MATERIAL AND METHODS: From 1982 to 2003 a total of 37 patients with muscle invasive urothelial carcinoma underwent partial cystectomy with curative intent. Reviewed data included history of superficial tumors, presence of variant histology, tumor location, clinical stage, pathological stage, presence of carcinoma in situ, adjuvant therapy and disease status.

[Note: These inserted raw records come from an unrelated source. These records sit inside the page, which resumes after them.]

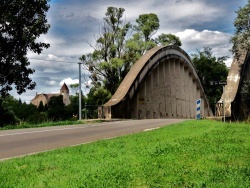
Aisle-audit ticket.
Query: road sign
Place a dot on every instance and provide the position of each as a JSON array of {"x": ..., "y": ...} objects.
[
  {"x": 218, "y": 83},
  {"x": 198, "y": 109}
]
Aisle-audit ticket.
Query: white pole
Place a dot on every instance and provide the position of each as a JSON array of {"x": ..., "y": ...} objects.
[
  {"x": 224, "y": 103},
  {"x": 80, "y": 93}
]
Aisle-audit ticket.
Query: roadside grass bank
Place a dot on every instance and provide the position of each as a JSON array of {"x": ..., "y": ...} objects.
[
  {"x": 188, "y": 154},
  {"x": 48, "y": 124}
]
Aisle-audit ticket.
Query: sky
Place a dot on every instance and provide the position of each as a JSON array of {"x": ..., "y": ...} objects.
[{"x": 75, "y": 24}]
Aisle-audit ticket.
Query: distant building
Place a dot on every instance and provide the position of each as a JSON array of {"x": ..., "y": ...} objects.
[{"x": 64, "y": 91}]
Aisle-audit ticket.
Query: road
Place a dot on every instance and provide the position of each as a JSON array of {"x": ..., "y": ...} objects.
[{"x": 20, "y": 142}]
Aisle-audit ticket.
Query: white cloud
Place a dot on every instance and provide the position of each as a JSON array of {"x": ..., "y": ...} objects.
[
  {"x": 69, "y": 81},
  {"x": 51, "y": 83}
]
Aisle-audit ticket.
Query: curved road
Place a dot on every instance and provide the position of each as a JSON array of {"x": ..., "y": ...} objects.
[{"x": 19, "y": 142}]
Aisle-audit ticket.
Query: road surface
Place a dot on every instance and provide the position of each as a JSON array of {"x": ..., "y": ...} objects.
[{"x": 20, "y": 142}]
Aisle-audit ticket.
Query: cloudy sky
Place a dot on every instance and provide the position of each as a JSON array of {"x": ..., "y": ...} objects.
[{"x": 76, "y": 23}]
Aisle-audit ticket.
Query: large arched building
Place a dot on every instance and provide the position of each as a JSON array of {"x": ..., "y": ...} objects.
[{"x": 162, "y": 84}]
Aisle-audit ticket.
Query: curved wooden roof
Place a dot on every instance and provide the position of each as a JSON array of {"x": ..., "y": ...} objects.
[{"x": 149, "y": 58}]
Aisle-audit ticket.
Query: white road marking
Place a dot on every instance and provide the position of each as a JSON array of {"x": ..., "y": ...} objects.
[{"x": 46, "y": 130}]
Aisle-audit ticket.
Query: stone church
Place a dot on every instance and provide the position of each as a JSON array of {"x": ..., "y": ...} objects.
[{"x": 64, "y": 91}]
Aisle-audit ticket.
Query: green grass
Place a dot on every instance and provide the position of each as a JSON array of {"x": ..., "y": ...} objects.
[{"x": 189, "y": 154}]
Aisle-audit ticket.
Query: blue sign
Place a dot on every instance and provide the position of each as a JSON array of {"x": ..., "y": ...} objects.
[{"x": 198, "y": 109}]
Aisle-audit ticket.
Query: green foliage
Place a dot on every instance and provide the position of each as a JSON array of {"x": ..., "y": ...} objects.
[
  {"x": 148, "y": 24},
  {"x": 7, "y": 115},
  {"x": 119, "y": 46},
  {"x": 188, "y": 154},
  {"x": 21, "y": 23},
  {"x": 168, "y": 39},
  {"x": 245, "y": 96},
  {"x": 56, "y": 109},
  {"x": 241, "y": 39},
  {"x": 210, "y": 68}
]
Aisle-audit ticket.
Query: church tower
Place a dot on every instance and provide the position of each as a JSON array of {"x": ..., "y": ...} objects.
[{"x": 64, "y": 91}]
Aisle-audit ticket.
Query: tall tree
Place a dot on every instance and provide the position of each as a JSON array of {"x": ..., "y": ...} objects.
[
  {"x": 209, "y": 68},
  {"x": 148, "y": 24},
  {"x": 119, "y": 47},
  {"x": 241, "y": 39},
  {"x": 21, "y": 23},
  {"x": 107, "y": 63},
  {"x": 168, "y": 39}
]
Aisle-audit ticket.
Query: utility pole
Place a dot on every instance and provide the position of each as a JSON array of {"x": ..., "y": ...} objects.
[
  {"x": 224, "y": 102},
  {"x": 80, "y": 93},
  {"x": 221, "y": 83}
]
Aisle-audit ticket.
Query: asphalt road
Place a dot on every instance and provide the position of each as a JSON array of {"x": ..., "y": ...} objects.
[{"x": 20, "y": 142}]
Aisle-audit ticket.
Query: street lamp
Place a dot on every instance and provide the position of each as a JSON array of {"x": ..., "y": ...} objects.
[{"x": 80, "y": 93}]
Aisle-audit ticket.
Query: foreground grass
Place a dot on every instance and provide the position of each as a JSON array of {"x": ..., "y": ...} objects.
[{"x": 189, "y": 154}]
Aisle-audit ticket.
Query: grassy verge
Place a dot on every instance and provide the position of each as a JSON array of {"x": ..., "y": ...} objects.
[
  {"x": 189, "y": 154},
  {"x": 47, "y": 124}
]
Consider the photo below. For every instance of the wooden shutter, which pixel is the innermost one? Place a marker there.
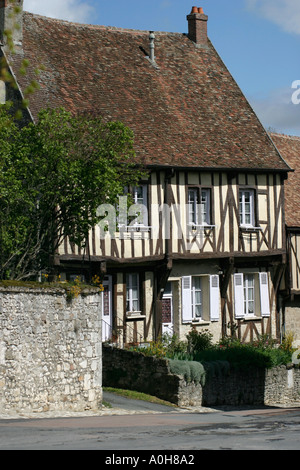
(187, 314)
(214, 294)
(264, 294)
(239, 295)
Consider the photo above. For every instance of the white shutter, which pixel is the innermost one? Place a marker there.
(239, 295)
(187, 315)
(214, 294)
(264, 294)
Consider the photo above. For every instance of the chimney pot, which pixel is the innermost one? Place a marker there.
(197, 21)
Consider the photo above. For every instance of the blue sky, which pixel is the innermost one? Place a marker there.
(258, 40)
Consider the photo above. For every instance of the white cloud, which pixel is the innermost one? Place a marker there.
(285, 13)
(71, 10)
(277, 111)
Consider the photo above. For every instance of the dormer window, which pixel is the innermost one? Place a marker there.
(247, 208)
(199, 207)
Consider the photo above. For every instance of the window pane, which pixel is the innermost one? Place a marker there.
(197, 297)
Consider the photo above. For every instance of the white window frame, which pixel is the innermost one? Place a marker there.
(194, 291)
(200, 207)
(130, 298)
(142, 206)
(261, 305)
(249, 298)
(242, 208)
(212, 301)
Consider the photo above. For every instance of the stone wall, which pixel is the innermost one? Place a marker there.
(133, 371)
(50, 350)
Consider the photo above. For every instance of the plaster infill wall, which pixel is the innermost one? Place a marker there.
(50, 350)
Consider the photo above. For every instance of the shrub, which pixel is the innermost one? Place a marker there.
(198, 340)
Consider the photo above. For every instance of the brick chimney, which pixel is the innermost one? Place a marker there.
(198, 26)
(11, 20)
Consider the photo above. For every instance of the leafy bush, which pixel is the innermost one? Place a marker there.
(198, 341)
(216, 358)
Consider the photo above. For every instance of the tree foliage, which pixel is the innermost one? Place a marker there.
(53, 176)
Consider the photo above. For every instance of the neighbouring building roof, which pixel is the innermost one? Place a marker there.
(289, 147)
(186, 112)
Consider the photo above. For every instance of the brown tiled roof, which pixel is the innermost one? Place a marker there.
(189, 112)
(289, 147)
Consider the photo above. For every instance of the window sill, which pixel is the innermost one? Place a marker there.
(135, 316)
(251, 318)
(134, 228)
(195, 227)
(250, 228)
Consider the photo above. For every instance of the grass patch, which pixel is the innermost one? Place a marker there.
(138, 396)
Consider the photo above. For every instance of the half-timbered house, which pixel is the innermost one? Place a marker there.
(289, 147)
(209, 249)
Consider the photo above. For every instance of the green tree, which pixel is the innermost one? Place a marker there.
(53, 176)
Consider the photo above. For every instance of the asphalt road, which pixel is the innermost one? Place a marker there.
(171, 431)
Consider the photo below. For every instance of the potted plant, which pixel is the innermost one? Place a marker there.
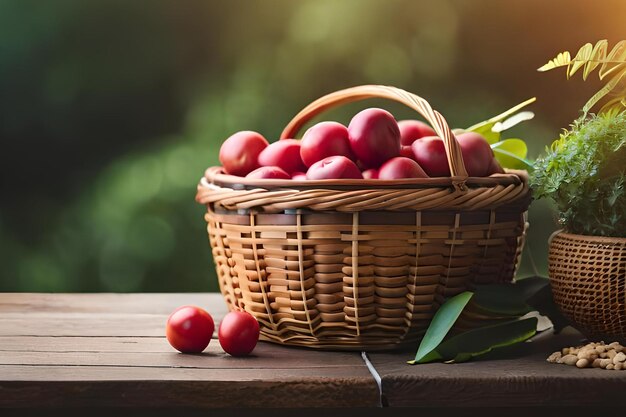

RESULTS: The 5-year overall, disease specific and recurrence-free survival rates were 67%, 87% and 39%, respectively. Mean followup was 72.6 months (range 6 to 217). Of the 37 patients 19 (51%) did not have tumor recurrence, 9 (24%) had superficial recurrence in the bladder that was treated successfully and 9 (24%) had recurrence with advanced disease. A total of 24 patients (65%) had an intact bladder with no evidence of disease after a median of 53 months. There were 6 patients (16%) who died of bladder cancer, 3 of whom died of late recurrence of muscle invasive cancer (41, 44 and 138 months after partial cystectomy). On multivariate analysis higher pathological stage (HR 3.4, p = 0.04) was associated with shorter recurrence-free survival. A history of superficial tumors (p <0.01) and clinical stage (p = 0.01) was associated with advanced recurrence-free survival. The use of adjuvant chemotherapy (HR 0.18, p = 0.03) was associated with prolonged advanced recurrence-free survival, however adjuvant chemotherapy did not impact overall survival.

CONCLUSIONS: Partial cystectomy provides adequate local control of muscle invasive bladder cancer in select patients. Because late recurrence is not uncommon and is potentially life threatening, lifelong followup with cystoscopy is recommended.